Sub-Project “Religion and Politics” and "Church and State": a Dichotomous Language of Legitimation (MC 7.1)
Project Leaders: Thomas Maissen, Michael Bergunder
This project examined how two dichotomous pairs of concepts – “religion and politics” and “church and state” – are used to delineate and legitimize the political sphere and political power in European countries as a pre-condition for establishing both colonial rule and new kinds of domestic (reform) politics, especially in Asian countries. As specific pairs, these concepts evolved relatively late, not before the Italian Renaissance, to structure the age old debate how the temporal and spiritual powers are related. The occurrences of precisely these pairs of words in different – political – languages served heuristically as indicators to understand how this dichotomous interpretation of society has spread over the world and who – what authors, which social groups – have used it for what legitimizing end.

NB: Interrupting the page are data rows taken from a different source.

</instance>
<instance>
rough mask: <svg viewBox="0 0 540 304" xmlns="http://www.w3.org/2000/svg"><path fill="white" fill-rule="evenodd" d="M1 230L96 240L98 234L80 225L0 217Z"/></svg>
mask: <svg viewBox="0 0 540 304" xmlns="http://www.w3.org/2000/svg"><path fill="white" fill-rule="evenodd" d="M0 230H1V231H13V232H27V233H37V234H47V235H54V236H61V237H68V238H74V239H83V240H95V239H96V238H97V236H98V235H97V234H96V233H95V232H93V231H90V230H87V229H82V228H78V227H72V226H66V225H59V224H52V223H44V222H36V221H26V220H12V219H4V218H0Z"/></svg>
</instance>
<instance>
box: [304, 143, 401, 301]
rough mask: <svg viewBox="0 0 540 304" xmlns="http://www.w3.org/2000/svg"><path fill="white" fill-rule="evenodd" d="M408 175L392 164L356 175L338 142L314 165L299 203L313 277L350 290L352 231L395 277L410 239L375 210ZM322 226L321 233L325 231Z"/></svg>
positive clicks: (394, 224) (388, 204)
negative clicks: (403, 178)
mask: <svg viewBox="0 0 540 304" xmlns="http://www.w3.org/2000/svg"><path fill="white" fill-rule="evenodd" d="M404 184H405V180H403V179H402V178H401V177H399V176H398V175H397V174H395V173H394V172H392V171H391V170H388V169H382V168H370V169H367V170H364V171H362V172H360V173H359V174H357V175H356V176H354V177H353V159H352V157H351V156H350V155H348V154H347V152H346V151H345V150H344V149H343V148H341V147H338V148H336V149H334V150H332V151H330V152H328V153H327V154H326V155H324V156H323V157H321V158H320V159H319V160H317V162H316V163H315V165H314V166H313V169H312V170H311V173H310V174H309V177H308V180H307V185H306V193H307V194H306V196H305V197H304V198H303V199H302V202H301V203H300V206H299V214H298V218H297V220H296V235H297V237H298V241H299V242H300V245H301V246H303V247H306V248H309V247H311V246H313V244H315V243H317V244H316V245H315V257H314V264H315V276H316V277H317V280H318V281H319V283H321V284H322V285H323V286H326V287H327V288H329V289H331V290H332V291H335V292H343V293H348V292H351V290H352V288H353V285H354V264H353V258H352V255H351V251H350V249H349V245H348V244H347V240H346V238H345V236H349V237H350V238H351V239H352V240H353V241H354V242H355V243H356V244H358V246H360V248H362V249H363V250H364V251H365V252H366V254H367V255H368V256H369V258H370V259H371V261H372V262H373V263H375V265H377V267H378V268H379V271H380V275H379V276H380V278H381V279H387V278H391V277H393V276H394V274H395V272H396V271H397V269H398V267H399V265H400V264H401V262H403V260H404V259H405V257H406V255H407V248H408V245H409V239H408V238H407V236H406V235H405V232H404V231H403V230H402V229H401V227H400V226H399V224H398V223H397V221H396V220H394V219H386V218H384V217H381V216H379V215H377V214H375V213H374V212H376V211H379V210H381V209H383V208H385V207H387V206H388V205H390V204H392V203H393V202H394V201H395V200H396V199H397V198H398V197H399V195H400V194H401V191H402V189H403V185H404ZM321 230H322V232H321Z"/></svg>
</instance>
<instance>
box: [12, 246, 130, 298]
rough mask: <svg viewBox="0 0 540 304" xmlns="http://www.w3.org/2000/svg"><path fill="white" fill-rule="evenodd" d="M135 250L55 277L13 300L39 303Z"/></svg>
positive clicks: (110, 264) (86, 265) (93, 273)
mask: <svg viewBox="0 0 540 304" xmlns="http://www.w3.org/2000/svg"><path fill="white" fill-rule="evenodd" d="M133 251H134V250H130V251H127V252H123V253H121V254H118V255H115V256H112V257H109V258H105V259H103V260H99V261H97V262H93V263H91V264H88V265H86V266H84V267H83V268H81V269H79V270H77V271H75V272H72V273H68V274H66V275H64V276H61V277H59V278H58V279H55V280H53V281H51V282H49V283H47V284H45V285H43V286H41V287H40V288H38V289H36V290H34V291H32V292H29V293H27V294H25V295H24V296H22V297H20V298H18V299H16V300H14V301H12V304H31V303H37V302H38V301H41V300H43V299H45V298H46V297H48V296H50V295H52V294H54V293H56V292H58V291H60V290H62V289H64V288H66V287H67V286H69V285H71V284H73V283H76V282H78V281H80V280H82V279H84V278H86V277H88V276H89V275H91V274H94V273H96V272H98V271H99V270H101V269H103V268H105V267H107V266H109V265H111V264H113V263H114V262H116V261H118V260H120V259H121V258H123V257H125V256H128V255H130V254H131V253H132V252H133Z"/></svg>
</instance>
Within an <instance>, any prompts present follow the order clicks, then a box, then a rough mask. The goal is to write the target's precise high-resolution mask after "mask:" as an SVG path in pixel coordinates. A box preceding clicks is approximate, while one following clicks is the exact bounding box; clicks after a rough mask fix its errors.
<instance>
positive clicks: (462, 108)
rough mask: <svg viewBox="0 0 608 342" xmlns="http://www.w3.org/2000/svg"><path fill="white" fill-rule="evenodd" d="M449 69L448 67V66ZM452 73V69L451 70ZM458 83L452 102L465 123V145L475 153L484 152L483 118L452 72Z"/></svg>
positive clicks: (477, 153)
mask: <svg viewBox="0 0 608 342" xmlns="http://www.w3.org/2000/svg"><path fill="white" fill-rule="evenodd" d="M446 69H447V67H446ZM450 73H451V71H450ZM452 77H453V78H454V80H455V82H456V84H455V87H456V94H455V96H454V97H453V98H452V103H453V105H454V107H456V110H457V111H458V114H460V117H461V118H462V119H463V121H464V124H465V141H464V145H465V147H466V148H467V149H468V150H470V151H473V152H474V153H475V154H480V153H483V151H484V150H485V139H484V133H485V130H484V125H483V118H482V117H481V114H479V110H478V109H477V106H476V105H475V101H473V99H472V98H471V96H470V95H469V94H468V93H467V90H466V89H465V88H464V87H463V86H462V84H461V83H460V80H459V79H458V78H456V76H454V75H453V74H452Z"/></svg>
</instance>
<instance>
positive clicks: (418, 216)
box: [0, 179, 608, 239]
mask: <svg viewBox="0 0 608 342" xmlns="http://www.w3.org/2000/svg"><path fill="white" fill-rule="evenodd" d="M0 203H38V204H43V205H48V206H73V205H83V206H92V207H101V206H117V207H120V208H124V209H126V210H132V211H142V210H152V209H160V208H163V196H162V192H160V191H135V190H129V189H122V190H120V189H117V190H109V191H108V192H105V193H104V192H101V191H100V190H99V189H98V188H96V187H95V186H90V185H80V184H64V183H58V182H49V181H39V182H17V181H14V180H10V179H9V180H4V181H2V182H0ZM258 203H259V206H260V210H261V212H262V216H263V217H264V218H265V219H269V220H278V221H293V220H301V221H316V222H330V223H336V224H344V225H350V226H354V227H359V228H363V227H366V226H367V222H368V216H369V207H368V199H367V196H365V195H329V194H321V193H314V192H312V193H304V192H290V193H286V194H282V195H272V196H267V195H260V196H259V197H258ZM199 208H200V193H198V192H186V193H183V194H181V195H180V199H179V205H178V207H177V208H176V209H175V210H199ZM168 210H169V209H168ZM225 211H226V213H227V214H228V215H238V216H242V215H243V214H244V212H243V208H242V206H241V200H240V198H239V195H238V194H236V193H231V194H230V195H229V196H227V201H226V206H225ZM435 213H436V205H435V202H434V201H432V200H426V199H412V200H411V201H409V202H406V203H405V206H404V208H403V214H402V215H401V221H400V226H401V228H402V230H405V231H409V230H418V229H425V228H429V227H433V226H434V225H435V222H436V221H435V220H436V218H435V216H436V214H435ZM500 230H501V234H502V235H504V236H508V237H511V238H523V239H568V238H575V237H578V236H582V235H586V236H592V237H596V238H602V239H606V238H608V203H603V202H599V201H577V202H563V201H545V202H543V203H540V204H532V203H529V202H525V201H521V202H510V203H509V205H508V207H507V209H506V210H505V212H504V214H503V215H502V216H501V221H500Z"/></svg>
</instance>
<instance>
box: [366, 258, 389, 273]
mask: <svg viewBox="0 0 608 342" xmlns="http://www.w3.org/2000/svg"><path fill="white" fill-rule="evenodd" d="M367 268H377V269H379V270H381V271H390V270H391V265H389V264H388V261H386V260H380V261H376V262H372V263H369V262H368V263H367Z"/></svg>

The contested distinction and the even more contested borderlines of specific competences are always moving and depend on the concrete situation. Hence there is not just one “European” or one “Asian” way to understand a particular term or such dichotomies. Their interpretation changes not only over time, but also in different national and linguistic contexts. In the long run, the “political” power profits most if it is distinguished clearly from "religion", because it also becomes legitimized to define both spheres, thus limiting all encompassing claims for "religious" order. However, religious agents, such as missionaries, could also use the conceptual pairs to acquire an autonomous sphere of activity by exclusion of the state.
The separation of “church and state” and the establishment of distinct political and religious spheres is a core element within the teleological narrative of Western modernization and superiority. Until today, these concepts are still used as seemingly neutral analytical concepts for comparative research in historical and social studies. Religious studies in particular use the category “religion” as a universal category, and “politics” as its complementary and allegedly equally universal concept, although both are abstractions from the uniquely European experience of Christian churches domesticated by stately power, and, only then, sublimated in a deist understanding of – natural and rational – religion as a moral foundation of legitimate political rule. While it would be illusionary to substitute these analytical concepts in scholarly (and colloquial) language, it is necessary to understand both their genealogy in European contexts and the historical references that were used to make them fit other cultural experiences. To continue ignoring this would preserve, within intellectual analysis itself, an asymmetrical conceptual sub-text that legitimizes superiority of the European modernity and unconsciously, but unavoidably, reduces other cultural developments to deficit stories.
Thomas Maissen has in previous work shown the importance of female allegories especially for the representation of pre-modern republics. Following the seminal works of Maurice Agulhon on Marianne, personifications of several European states in the 19th and 20th century have been studied quite well in the last two decades (Gall, Kreis et al.). All these authors, however, dealt with pre-modern personifications only in passing, because they started out from the idea that such personifications necessarily refer to the modern nation. Maissen, on the other hand, found the iconographic tradition especially of female chastity as an allegory of sovereignty (a concept itself developed only in the late 16th century) and the recurrence of motifs from Marian and Minervan iconography to represent early-modern republican rulership. His results had not yet been linked to the ongoing research on early-modern patriotism (e.g. Alexander Schmidt), where the classical notion of Pater Patriae plays an important role in many countries (for the Dutch case: Mörke) nor less had they been discussed in their importance in Asia. Indeed, the concept of Pater Patriae itself has been systematically studied only for antiquity (Drexler), but without respect for its aftermath, its iconographic tradition and its repercussions in other parts of the world. It is to these questions that this project turned.